Molecular Recognition Research Center, Korea Institute of Science and Technology, Seoul 02792, Korea.
BMB Rep. 2018 Jun;51(6):261-262. doi: 10.5483/bmbrep.2018.51.6.110.
Aurora B is an important kinase involved in dynamic cellular events in mitosis. Aurora B activity is controlled by several post-translational modifications (PTMs). Among them, E3 ubiquitin ligase-mediated ubiquitination plays crucial roles in controlling the relocation and degradation of Aurora B. Aurora B, ubiquitinated by different E3 ligases, moves to the exact site for its mitotic function during metaphase-anaphase transition and is then degraded for cell cycle progression at the end of mitosis. However, how the stability of Aurora B is maintained until its degradation has been poorly understood. Recently, we have found that USP35 acts as a deubiquitinating enzyme (DUB) for Aurora B and affects its stability during cell division, thus being involved in the regulation of mitosis. In this review, we discuss the USP35-mediated deubiquitination of Aurora B and the regulation of mitotic progression by USP35. [BMB Reports 2018; 51(6): 261-262].
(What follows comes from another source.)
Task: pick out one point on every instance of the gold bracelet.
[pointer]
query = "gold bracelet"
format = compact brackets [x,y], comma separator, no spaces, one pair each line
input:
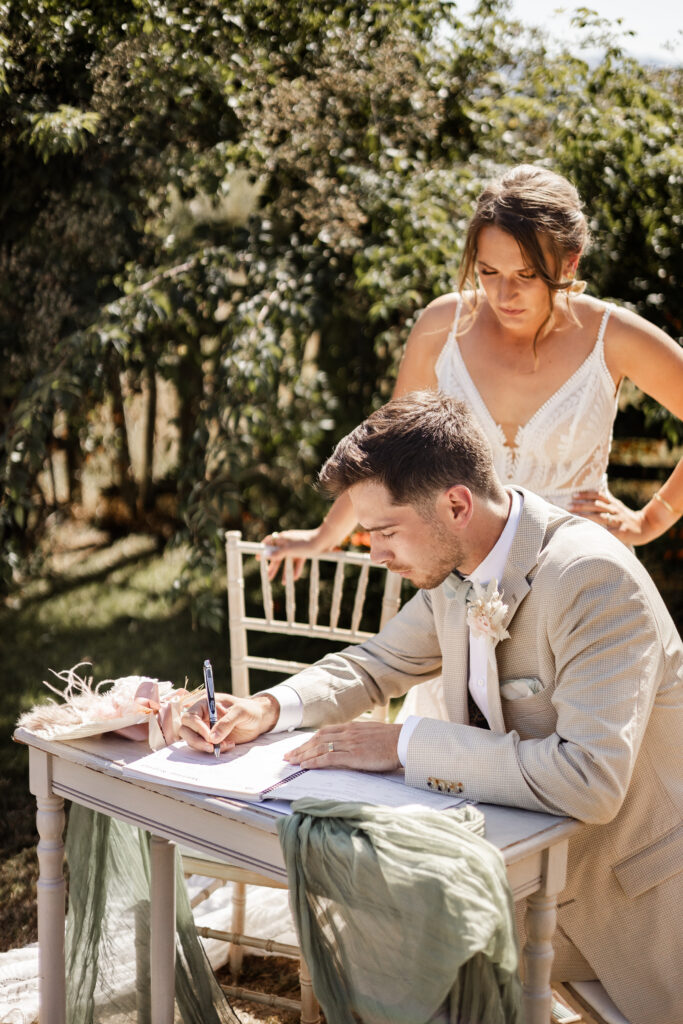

极光 B 是一种在有丝分裂中参与动态细胞事件的重要激酶。极光 B 的活性受到几种翻译后修饰(PTMs)的控制。其中,E3 泛素连接酶介导的泛素化在控制极光 B 的重定位和降解中起着至关重要的作用。极光 B 被不同的 E3 连接酶泛素化后,在中期-后期过渡期间移动到其有丝分裂功能的确切位置,然后在有丝分裂结束时降解以促进细胞周期进程。然而,直到其降解之前,极光 B 的稳定性是如何维持的,这一点还知之甚少。最近,我们发现 USP35 作为极光 B 的去泛素化酶(DUB)发挥作用,并影响其在细胞分裂过程中的稳定性,从而参与有丝分裂的调节。在这篇综述中,我们讨论了 USP35 介导的极光 B 的去泛素化以及 USP35 对有丝分裂进程的调节。[BMB 报告 2018;51(6):261-262]。